Still, until recently, it remained difficult to calculate the true consequences of this idea. Despite the simplification of having to deal only with these “no-boundary” geometries, it is not easy to calculate how all the different space-time evolutions sum up, or how to determine which ones are the most important. Some aspects of the calculations that had been done since the 1980s were rigorous; other aspects were based on guesses, or, to make it sound less dubious, on “intuition.”
It should be said that this often works. Famous physicists tend to have a knack for knowing/guessing the right answers even in the absence of a full-blown calculation. Moreover, those tentative results looked very promising.
A few months ago, my collaborators Job Feldbrugge and Neil Turok, both of the Perimeter Institute in Canada, and I realized that there exists a mathematical framework, which has been continuously developed by mathematicians over the last 100 years, that is perfectly suited to performing this kind of calculation reliably.
This framework is called the Picard-Lefschetz theory, named after the two mathematicians who initiated the study of these techniques. It is only over the last few years that physicists have become aware of its existence.
Using these methods, we encountered a surprise. Even when restricting to space-time shapes that are completely smooth initially, the resulting universes have larger and larger fluctuations. In other words, the geometries that develop strong irregularities contribute the most to the final answer. This implies that one would get a highly crumpled universe popping out of nothing and presumably collapsing again right away, rather than expanding into the vast universe we know. It is as if smoothing the universe on one end only results in tying it into knots everywhere else.

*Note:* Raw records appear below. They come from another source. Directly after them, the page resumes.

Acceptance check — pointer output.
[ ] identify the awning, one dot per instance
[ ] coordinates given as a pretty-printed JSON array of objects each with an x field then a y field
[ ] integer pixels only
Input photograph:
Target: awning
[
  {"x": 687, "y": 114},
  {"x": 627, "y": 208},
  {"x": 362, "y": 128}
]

So the idea of a smooth beginning does not work, at least not in its present form. Can the idea be rescued? Perhaps, but our calculation has in a sense been quite minimal: In addition to powerful mathematical techniques, we have implemented only the most basic and established principles of physics. Rescuing the idea would demand a rather radical departure from one of those principles, so perhaps it is more reasonable to think that the geometry simply was not of the “no-boundary” type.
The most surprising aspect of our work is the strong interaction between the large and the small. The tiniest fluctuations somehow know about the overall geometry of space-time, and know that they should grow out of bounds.
It is this aspect that we are now trying to understand. After all, our large universe exists—so what mechanism could have kept these fluctuations in check when the universe was tiny? What were the true conditions at the big bang, from which everything we know followed? The mystery remains intact, and our search continues.
Jean-Luc Lehners is leader of the theoretical cosmology group at the Max Planck Institute for Gravitational Physics (Albert Einstein Institute) in Germany.